Tuesday, October 09, 2012
30 Days of Nightmares #13: THIRST (2009)
The Story: A dour priest submits his body to an experiment to find the cure for a deadly virus. On his deathbed, he receives a blood transfusion that saves his life... only to learn afterward that he was cured by the blood of a vampire, and now lives with an intense desire for "all things sinful."
Expectations: The film is written and directed by South Korean filmmaker Park Chan-wook, the man behind the wildly popular "Vengeance Trilogy" (SYMPATHY FOR MR. VENGEANCE in 2002, OLDBOY in 2003, and SYMPATHY FOR LADY VENGEANCE in 2005). Like Sam Peckinpah or John Woo, Chan-wook makes violence and brutality seem utterly hypnotic. It seems only natural that he should turn his talent to horror films.
Reaction: Like the Vengeance films, THIRST is not about hyperviolence. It is anchored by a compelling emotional core -- the internal struggle of a priest with a newfound lust for the darker side of life. In a more conventional vampire movie, this character would either be a villain or a whiny, self-loathing hero, but that's not what happens here. Sang-hyun suffers in silence, and that's what makes his story so compelling. We want him to act on his impulses. We want to see what he's capable of.
Eventually Sang-hyun becomes fascinated with the wife of an old friend, a sympathetic young woman who has lived her entire life in humiliating subjugation (not unlike the main character in OLDBOY). Like him she suffers in silence, and their mutual need for human contact becomes overwhelming. As soon as the characters give in to their desires, their illicit affair proves that Park Chan-wook is also not interested in telling a conventional vampire story where bloodsucking serves as a substitute for sex. There is sex aplenty here... not just sex, but a kind of sexual obsession that becomes even more hypnotic and compelling than the violence in the director's earlier films. In fact, I'd say that THIRST is a reminder of just how bland the "sex scenes" in most movies really are -- totally devoid of human intimacy -- and of how casually so many horror movies combine sex and death, without ever recognizing how we sometimes crave one in order to defeat the other.
In the second half of the film, I found myself so embroiled in the wants and needs of the two main characters that I hated to see them turn against each other... but of course I knew it was inevitable. The writer/director doesn't make the obvious choice here either. Instead of putting the two characters against each other in a moral debate, he pulls them closer and closer together until their intimacy fosters hate just as easily as it fosters love. That's how obsession works, isn't it? We can't get enough until we get too much. And that's what gives the film its raw power.

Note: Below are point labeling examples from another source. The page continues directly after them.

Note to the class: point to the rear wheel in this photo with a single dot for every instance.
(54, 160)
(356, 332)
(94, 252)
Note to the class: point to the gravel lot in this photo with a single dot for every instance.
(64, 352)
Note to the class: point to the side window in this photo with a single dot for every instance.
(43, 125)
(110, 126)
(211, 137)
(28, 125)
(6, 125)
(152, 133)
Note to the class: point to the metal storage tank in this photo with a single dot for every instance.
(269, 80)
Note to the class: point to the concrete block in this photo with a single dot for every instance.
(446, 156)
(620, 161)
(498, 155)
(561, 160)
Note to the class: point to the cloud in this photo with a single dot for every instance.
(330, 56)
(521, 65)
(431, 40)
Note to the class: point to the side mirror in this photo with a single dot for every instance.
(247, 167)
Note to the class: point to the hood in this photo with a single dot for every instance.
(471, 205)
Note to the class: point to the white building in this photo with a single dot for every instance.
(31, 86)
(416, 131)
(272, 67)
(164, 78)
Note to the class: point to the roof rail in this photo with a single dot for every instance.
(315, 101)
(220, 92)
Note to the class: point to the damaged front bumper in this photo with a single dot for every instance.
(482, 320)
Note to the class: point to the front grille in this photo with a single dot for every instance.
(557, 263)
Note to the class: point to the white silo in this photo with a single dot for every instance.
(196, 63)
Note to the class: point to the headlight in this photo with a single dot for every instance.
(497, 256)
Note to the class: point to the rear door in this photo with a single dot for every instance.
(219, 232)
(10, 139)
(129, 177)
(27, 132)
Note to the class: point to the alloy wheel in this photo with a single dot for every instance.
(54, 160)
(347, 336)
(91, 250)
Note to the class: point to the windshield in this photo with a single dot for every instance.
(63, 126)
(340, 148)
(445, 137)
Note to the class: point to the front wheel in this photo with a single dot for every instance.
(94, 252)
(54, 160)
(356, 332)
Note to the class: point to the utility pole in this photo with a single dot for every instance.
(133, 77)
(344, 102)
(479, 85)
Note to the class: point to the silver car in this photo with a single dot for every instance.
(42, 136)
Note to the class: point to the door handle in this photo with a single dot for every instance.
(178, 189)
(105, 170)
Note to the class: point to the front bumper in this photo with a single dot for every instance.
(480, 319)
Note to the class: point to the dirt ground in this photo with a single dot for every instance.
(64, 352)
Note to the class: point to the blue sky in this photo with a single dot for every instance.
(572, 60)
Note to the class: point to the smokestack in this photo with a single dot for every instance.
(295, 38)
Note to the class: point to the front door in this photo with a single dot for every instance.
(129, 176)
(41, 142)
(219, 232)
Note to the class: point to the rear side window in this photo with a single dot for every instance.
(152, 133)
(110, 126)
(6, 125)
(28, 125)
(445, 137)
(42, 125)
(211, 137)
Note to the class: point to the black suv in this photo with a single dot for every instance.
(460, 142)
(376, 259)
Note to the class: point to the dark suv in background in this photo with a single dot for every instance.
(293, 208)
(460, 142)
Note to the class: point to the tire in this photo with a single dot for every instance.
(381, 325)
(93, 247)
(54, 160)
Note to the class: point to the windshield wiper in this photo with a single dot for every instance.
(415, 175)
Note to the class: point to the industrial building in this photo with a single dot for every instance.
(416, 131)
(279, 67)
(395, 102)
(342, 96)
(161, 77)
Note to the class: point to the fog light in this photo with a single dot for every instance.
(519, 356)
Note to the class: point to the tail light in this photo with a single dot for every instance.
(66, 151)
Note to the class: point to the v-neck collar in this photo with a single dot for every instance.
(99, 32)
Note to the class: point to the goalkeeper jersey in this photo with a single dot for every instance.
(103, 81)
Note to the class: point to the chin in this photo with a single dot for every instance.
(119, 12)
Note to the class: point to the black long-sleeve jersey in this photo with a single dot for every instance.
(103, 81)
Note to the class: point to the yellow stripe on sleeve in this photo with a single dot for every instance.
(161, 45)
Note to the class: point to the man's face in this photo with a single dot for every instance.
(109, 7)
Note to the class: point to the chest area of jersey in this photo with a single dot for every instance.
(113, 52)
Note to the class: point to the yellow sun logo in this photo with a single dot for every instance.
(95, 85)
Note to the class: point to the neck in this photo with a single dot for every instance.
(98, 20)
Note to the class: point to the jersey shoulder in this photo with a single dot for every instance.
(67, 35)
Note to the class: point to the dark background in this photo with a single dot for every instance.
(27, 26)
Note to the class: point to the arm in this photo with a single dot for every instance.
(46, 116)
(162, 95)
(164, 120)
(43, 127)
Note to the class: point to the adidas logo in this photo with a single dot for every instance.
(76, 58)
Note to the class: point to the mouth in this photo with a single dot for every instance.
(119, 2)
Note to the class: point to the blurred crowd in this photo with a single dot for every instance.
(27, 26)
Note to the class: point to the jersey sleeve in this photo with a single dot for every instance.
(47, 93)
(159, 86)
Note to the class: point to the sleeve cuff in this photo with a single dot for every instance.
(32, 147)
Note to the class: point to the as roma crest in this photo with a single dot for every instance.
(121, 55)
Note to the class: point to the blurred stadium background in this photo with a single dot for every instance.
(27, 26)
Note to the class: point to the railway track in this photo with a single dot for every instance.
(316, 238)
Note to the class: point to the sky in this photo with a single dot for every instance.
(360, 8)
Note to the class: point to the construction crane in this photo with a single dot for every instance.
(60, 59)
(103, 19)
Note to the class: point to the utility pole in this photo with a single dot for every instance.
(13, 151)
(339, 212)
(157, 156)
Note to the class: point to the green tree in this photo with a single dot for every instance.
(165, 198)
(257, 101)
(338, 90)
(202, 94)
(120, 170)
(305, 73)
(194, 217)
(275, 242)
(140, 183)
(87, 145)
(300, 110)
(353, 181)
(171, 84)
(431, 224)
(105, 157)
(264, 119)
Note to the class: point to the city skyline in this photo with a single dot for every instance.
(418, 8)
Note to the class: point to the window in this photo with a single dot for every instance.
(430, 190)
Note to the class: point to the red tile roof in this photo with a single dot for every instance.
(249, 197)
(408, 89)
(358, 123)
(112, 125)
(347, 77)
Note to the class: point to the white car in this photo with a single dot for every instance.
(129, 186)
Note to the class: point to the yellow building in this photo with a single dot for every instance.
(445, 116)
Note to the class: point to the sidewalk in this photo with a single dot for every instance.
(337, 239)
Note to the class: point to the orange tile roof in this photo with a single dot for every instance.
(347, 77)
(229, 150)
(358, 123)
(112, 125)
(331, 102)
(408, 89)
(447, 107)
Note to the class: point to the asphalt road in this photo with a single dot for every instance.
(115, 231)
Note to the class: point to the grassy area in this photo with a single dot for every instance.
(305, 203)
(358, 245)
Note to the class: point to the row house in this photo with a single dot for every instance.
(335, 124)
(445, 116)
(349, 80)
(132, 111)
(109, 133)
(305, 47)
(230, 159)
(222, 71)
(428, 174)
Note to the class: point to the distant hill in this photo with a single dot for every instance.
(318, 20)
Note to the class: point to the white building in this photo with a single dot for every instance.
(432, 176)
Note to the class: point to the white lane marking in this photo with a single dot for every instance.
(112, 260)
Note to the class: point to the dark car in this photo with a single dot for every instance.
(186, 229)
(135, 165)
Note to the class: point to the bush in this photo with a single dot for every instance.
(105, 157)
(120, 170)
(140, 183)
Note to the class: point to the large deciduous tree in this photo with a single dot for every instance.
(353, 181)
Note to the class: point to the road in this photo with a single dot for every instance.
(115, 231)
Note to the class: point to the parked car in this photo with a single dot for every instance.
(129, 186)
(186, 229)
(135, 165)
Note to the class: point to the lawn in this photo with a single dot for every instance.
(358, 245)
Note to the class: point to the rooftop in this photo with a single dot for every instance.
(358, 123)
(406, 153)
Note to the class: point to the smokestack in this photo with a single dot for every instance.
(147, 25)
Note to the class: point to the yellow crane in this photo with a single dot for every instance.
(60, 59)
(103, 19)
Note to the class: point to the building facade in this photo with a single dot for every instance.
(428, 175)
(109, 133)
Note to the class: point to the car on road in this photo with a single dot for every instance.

In a way, THIRST is simply a tale of first love -- love so powerful that it can destroy everything around it, even the lovers themselves. The finale suggests that it's as impossible to escape that type of love as it is to stop being a vampire. Obsession gets into our blood and transforms us. But into what? Through it all, this twisted romance remains playfully seductive and genuinely unnerving -- and for that it deserves very high marks.
Most Nightmare-Worthy Moment: One of the most whimsical sequences in the film is also the most unsettling. The writer/director also offers his version of a ghost story by literally placing a dead man between the bodies of the two lovers while they're having sex.